Introduction: We analyzed whether the coronavirus disease 2019 (COVID-19) crisis affected acute stroke care in our center during the first 2 months of lockdown in Spain. Methods: This is a single-center, retrospective study. We collected demographic, clinical, and radiological data; time course; and treatment of patients meeting the stroke unit admission criteria from March 14 to May 14, 2020 (COVID-19 period group). Data were compared with the same period in 2019 (pre-COVID-19 period group). Results: 195 patients were analyzed; 83 in the COVID-19 period group, resulting in a 26% decline of acute strokes and transient ischemic attacks (TIAs) admitted to our center compared with the previous year (p = 0.038). Ten patients (12%) tested positive for PCR SARS-CoV-2. The proportion of patients aged 65 years and over was lower in the COVID-19 period group (53 vs. 68.8%, p = 0.025). During the pandemic period, analyzed patients were more frequently smokers (27.7 vs. 10.7%, p = 0.002) and had less frequently history of prior stroke (13.3 vs. 25%, p = 0.043) or atrial fibrillation (9.6 vs. 25%, p = 0.006).
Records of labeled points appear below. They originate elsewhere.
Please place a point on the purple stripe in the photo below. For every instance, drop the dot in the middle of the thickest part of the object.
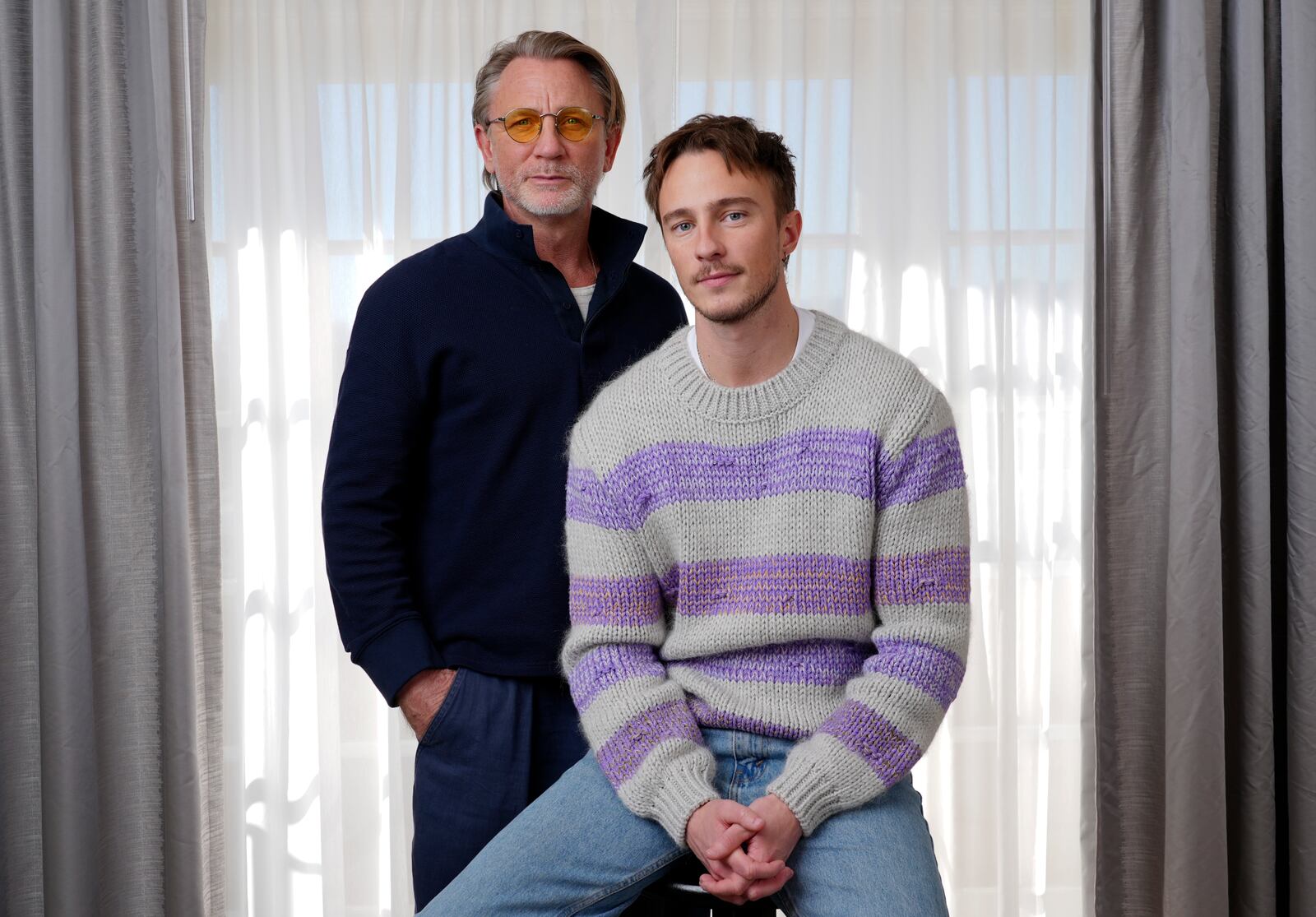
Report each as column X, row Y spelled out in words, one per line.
column 872, row 737
column 628, row 601
column 623, row 754
column 928, row 466
column 782, row 585
column 940, row 575
column 931, row 669
column 589, row 502
column 815, row 460
column 605, row 666
column 715, row 719
column 809, row 662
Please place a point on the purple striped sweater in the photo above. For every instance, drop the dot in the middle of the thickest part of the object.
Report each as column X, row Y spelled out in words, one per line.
column 789, row 558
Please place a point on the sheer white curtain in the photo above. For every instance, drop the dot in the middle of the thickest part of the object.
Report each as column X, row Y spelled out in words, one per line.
column 941, row 147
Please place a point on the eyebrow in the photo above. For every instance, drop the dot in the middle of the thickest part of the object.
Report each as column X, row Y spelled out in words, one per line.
column 716, row 204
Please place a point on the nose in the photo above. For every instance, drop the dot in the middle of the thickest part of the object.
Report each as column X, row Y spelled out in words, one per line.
column 708, row 243
column 549, row 142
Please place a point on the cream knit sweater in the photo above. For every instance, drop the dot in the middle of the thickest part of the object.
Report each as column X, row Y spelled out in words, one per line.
column 789, row 558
ASPECTS score was lower (9 [7–10] vs. 10 [8–10], p = 0.032), NIHSS score was slightly higher (5 [2–14] vs. 4 [2–8], p = 0.122), onset-to-door time was higher (304 [93–760] vs. 197 [91.25–645] min, p = 0.104), and a lower proportion arrived within 4.5 h from onset of symptoms (43.4 vs. 58%, p = 0.043) during the CO­VID-19 period. There were no differences between proportion of patients receiving recanalization treatment (intravenous thrombolysis and/or mechanical thrombectomy) and in-hospital delays. Conclusion: We observed a reduction in the number of acute strokes and TIAs admitted during the COVID-19 period. This drop affected especially elderly patients, and despite a delay in their arrival to the emergency department, the proportion of patients treated with recanalization therapies was preserved.